John owns stock in nine different companies, for a total of 21000 shares. If the number of shares he has in any company is not equal to the number of shares he has in any other company, does he own at least 3000 shares of C?

(1) John has more shares of company C stock than any other company's stock, except for company A and B.

(2) The number of shares of company C stock that John owns is less than 20% greater than the number of shares of any other company's stock that John owns.

QUICK SOLUTION FOR THIS PROBLEM

(1) Clearly insufficient.

(2) From the statement, we know that:
C< 1.2A
C<1.2B
C<1.2D
...
C<1.2I

If we sum all of these inequations, we get:
9.C < 1.2 . (21000 - C)

Therefore,
10.2 C < 25200
C< aprox 2471 < 3000 (SUFFICIENT)

ANS B
_________________

Please press "kudo" if this helped you!

John owns stock in nine different companies, for a total of 21,000 of stock. If the number of shares he has in any company is not equal to the number of shares he has in any other company, does he own at least 3,000 shares of Command C stock?
1) John has more shares of Company C stock than any other company's stock, except for Company A and Company B.
2) The number of shares of company C stock that John owns is less than 20% greater than the number of shares of any other company's stock that John owns.
_________________

In the study cave!

Remember that A and B are both more shares than C.

Let's assume that every number is AS LOW AS POSSIBLE to give C the most possible shares, since if we are definitively able to say that C is either less than or greater than 3000, it'll probably be less than based off of 21000/9 < 3000.

If C = 3000, and we use the informatino in part I, then B is at minimum 3001 and A is at minimum 3002. (again, we're using minimums to give C the most value possible to reach over 3000)

Therefore, if C is 3000 or greater, the remaining 6 have to be equal to 11,997 or LESS (let's call it 12000).

With B, if we assume that ALL of the remaining choices are within 20% of C, and we want to assume that they're as low as possible in order to give C the highest chance of being 3k or over, then the least they could be is = (3000 / 1.2).

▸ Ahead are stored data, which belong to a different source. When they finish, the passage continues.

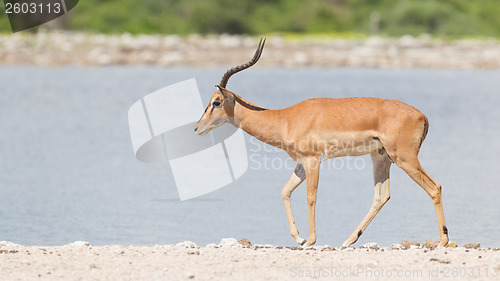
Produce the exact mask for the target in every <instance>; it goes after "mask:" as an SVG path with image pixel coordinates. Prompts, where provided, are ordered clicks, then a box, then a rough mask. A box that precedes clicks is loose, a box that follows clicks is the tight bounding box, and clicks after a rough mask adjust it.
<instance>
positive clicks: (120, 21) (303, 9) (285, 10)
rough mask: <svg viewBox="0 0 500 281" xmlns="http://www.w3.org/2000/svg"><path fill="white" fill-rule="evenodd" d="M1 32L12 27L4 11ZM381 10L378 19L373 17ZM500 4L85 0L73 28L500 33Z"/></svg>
mask: <svg viewBox="0 0 500 281" xmlns="http://www.w3.org/2000/svg"><path fill="white" fill-rule="evenodd" d="M0 13H1V15H2V16H1V17H0V31H3V32H9V31H10V27H9V24H8V21H7V17H6V16H5V12H4V7H3V6H2V7H1V8H0ZM374 13H377V14H378V15H379V18H380V19H379V21H378V22H374V21H373V19H372V20H370V17H371V15H373V14H374ZM499 15H500V5H499V3H498V0H474V1H471V0H308V1H303V0H239V1H235V0H165V1H158V0H142V1H137V0H106V1H102V0H101V1H98V0H82V1H80V2H79V4H78V6H77V7H76V8H75V9H74V10H72V11H71V12H70V13H69V15H68V16H67V17H68V20H67V25H66V27H67V28H68V29H72V30H81V31H91V32H104V33H122V32H130V33H134V34H138V33H163V34H189V33H199V34H212V33H231V34H242V33H244V34H265V33H271V32H291V33H330V34H331V33H349V32H358V33H362V34H368V33H370V31H371V29H374V26H375V27H378V28H375V30H378V31H379V32H380V33H381V34H383V35H388V36H400V35H403V34H412V35H419V34H421V33H429V34H433V35H438V36H500V16H499Z"/></svg>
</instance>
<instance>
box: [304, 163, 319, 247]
mask: <svg viewBox="0 0 500 281" xmlns="http://www.w3.org/2000/svg"><path fill="white" fill-rule="evenodd" d="M303 165H304V170H305V171H306V177H307V211H308V215H309V237H307V242H306V243H305V244H304V246H306V247H307V246H311V245H313V244H314V243H316V223H315V212H316V198H317V194H318V181H319V165H320V161H319V159H316V158H310V159H307V160H306V161H304V163H303Z"/></svg>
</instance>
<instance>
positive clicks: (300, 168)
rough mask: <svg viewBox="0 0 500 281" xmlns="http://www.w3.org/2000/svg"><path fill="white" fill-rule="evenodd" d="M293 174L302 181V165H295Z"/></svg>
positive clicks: (305, 171)
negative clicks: (294, 168)
mask: <svg viewBox="0 0 500 281" xmlns="http://www.w3.org/2000/svg"><path fill="white" fill-rule="evenodd" d="M294 173H295V174H296V175H297V177H299V178H300V179H301V180H304V179H305V178H306V170H304V166H302V164H300V163H299V164H297V167H296V168H295V171H294Z"/></svg>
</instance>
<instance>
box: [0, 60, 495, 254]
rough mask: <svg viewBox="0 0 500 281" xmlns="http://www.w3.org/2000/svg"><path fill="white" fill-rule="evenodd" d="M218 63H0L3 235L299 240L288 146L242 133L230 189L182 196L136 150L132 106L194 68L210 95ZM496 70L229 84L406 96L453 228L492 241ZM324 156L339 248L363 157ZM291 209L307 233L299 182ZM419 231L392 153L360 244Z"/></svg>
mask: <svg viewBox="0 0 500 281" xmlns="http://www.w3.org/2000/svg"><path fill="white" fill-rule="evenodd" d="M224 71H225V69H211V70H200V69H194V68H167V69H162V68H142V67H109V68H108V67H106V68H75V67H64V68H35V67H10V66H4V67H0V77H1V78H0V79H1V80H0V81H1V83H0V240H9V241H13V242H15V243H19V244H25V245H61V244H66V243H70V242H73V241H75V240H85V241H89V242H90V243H92V244H94V245H104V244H124V245H129V244H134V245H154V244H169V243H176V242H179V241H184V240H192V241H194V242H196V243H197V244H199V245H205V244H207V243H218V242H219V241H220V239H221V238H222V237H235V238H238V239H239V238H242V237H245V238H248V239H249V240H250V241H252V242H253V243H261V244H275V245H294V243H295V242H294V240H293V239H292V237H291V236H290V235H289V230H288V224H287V220H286V215H285V211H284V208H283V203H282V200H281V190H282V188H283V186H284V184H285V183H286V181H287V180H288V178H289V177H290V175H291V174H292V172H293V169H294V165H293V163H292V162H291V161H290V160H287V159H288V156H287V155H286V154H285V153H284V152H280V151H276V150H275V149H273V148H271V147H269V146H264V145H261V144H260V143H259V142H258V141H256V140H255V139H253V138H251V137H250V136H248V135H246V136H245V137H246V141H247V146H248V153H249V159H250V164H249V166H250V170H249V171H248V172H247V173H246V174H245V175H243V176H242V177H241V178H240V179H239V180H237V181H236V182H234V183H233V184H231V185H229V186H226V187H225V188H222V189H220V190H218V191H216V192H213V193H210V194H208V195H205V196H203V197H199V198H197V199H193V200H189V201H185V202H180V201H179V199H178V194H177V190H176V188H175V183H174V180H173V177H172V173H171V172H170V167H169V166H168V164H145V163H142V162H139V161H137V160H136V159H135V157H134V154H133V151H132V147H131V143H130V137H129V132H128V123H127V111H128V108H129V106H130V105H132V104H133V103H134V102H135V101H136V100H138V99H139V98H141V97H143V96H144V95H146V94H148V93H150V92H152V91H154V90H156V89H159V88H162V87H164V86H167V85H170V84H173V83H176V82H179V81H183V80H185V79H189V78H196V79H197V82H198V86H199V88H200V91H201V92H202V93H203V95H204V96H203V99H204V102H207V101H208V100H209V98H210V96H211V94H212V93H213V91H214V85H215V84H216V83H218V81H220V77H221V75H222V74H223V73H224ZM499 78H500V72H499V71H480V70H471V71H452V70H378V69H262V68H255V69H252V70H247V71H245V72H242V73H240V74H237V75H235V76H234V77H232V78H231V80H230V81H229V83H228V89H230V90H233V91H234V92H236V93H238V94H240V95H241V96H243V97H245V98H247V99H248V100H249V101H251V102H253V103H256V104H258V105H260V106H262V107H265V108H282V107H286V106H290V105H293V104H295V103H297V102H299V101H302V100H304V99H308V98H313V97H332V98H334V97H356V96H370V97H381V98H390V99H398V100H402V101H404V102H406V103H408V104H411V105H413V106H415V107H416V108H418V109H419V110H421V111H422V112H423V113H424V114H426V115H427V117H428V118H429V120H430V129H429V133H428V135H427V138H426V140H425V142H424V144H423V146H422V149H421V152H420V160H421V163H422V165H423V166H424V167H425V169H426V170H427V171H428V172H429V174H431V176H432V177H433V178H434V179H435V180H437V181H438V182H439V183H441V184H442V186H443V201H444V211H445V216H446V219H447V225H448V229H449V233H450V239H451V240H453V241H457V242H458V243H459V244H463V243H466V242H470V241H477V242H480V243H481V244H482V245H483V246H494V247H499V246H500V244H499V241H498V239H497V237H500V225H499V224H498V222H499V221H500V206H499V204H498V198H499V197H500V192H499V188H498V183H499V182H500V181H499V180H500V173H499V172H498V171H499V165H498V163H497V161H498V156H500V146H499V145H498V139H499V137H500V111H499V110H498V105H499V104H500V95H499V93H500V79H499ZM201 114H202V112H200V116H201ZM356 159H357V160H356ZM325 164H327V165H325ZM324 165H325V166H327V167H325V168H323V170H322V171H321V177H320V186H319V191H318V202H317V213H316V218H317V221H316V226H317V243H318V244H320V245H324V244H329V245H334V246H339V245H340V244H341V243H342V242H343V241H344V240H345V239H347V237H348V236H349V235H350V234H351V232H352V231H353V230H354V228H355V227H356V226H357V225H358V224H359V222H360V221H361V220H362V218H363V217H364V216H365V214H366V212H368V210H369V208H370V206H371V202H372V200H373V183H372V181H373V179H372V172H371V160H370V158H369V157H368V156H364V157H359V158H351V159H348V158H345V160H343V161H335V162H334V160H329V162H326V163H324ZM292 208H293V210H294V214H295V219H296V222H297V225H298V227H299V231H301V234H302V236H303V237H304V238H306V236H307V207H306V195H305V185H302V186H301V187H299V188H298V189H297V191H295V193H294V194H293V196H292ZM427 238H433V239H435V240H436V239H438V238H439V234H438V226H437V220H436V215H435V211H434V208H433V205H432V202H431V200H430V199H429V197H428V195H427V194H426V193H425V192H424V191H423V189H422V188H420V187H419V186H418V185H416V184H415V183H414V182H413V181H412V180H411V179H410V178H409V177H408V176H407V175H406V174H405V173H404V172H403V171H402V170H401V169H399V168H398V167H396V166H395V165H393V167H392V169H391V200H390V201H389V202H388V203H387V204H386V205H385V206H384V208H383V209H382V211H381V212H380V213H379V214H378V216H377V217H376V218H375V219H374V220H373V222H372V223H371V224H370V226H369V227H368V229H367V230H366V232H365V233H364V234H363V236H362V237H361V238H360V240H359V241H358V242H357V244H355V245H358V246H359V245H362V244H364V243H367V242H378V243H379V244H381V245H383V246H388V245H390V244H391V243H395V242H399V241H401V240H415V241H420V242H421V241H423V240H424V239H427Z"/></svg>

Because there are SIX of them, and all of them have to be at least 3000 / 1.2, we get that the sum of the six has to be at least (3000) / (1.2) * (6)... the six and the 1.2 factors out neatly into a five, which means that the sum of the remaining six is AT LEAST 15000.

If we put the two parts together, in order for C to be 3000 or greater than the sum of the remaining six has to be both over 15000 and under 12000. This is impossible, so part 1 and part 2 of the information, combined, let us say definitively that the answer is no.

If we just use part II of the information, however, we get that, in order for A to be 3000 or greater, the sum of the remaining EIGHT choices must equal 2700 or less.

Combine this with the "less than 20% greater" and we have a lot of possibilities that do not definitively tell us anything.

Answer must be C.

EDIT: whoops i'm wrong. If C is 3000 or more, then the remaining 8 types of shares is = 18000 or less.

Using part II only, if C is 3000 or more, then the least the each of them can be is 3000 * .8 = 2400 or more. If there are 8 of them, then the sum of the 8 of them must be 19200 or more. Therefore, in order for C to be more than 3000, the sum of the remaining shares must be both less than 18000 and more than 19200... which is impossible.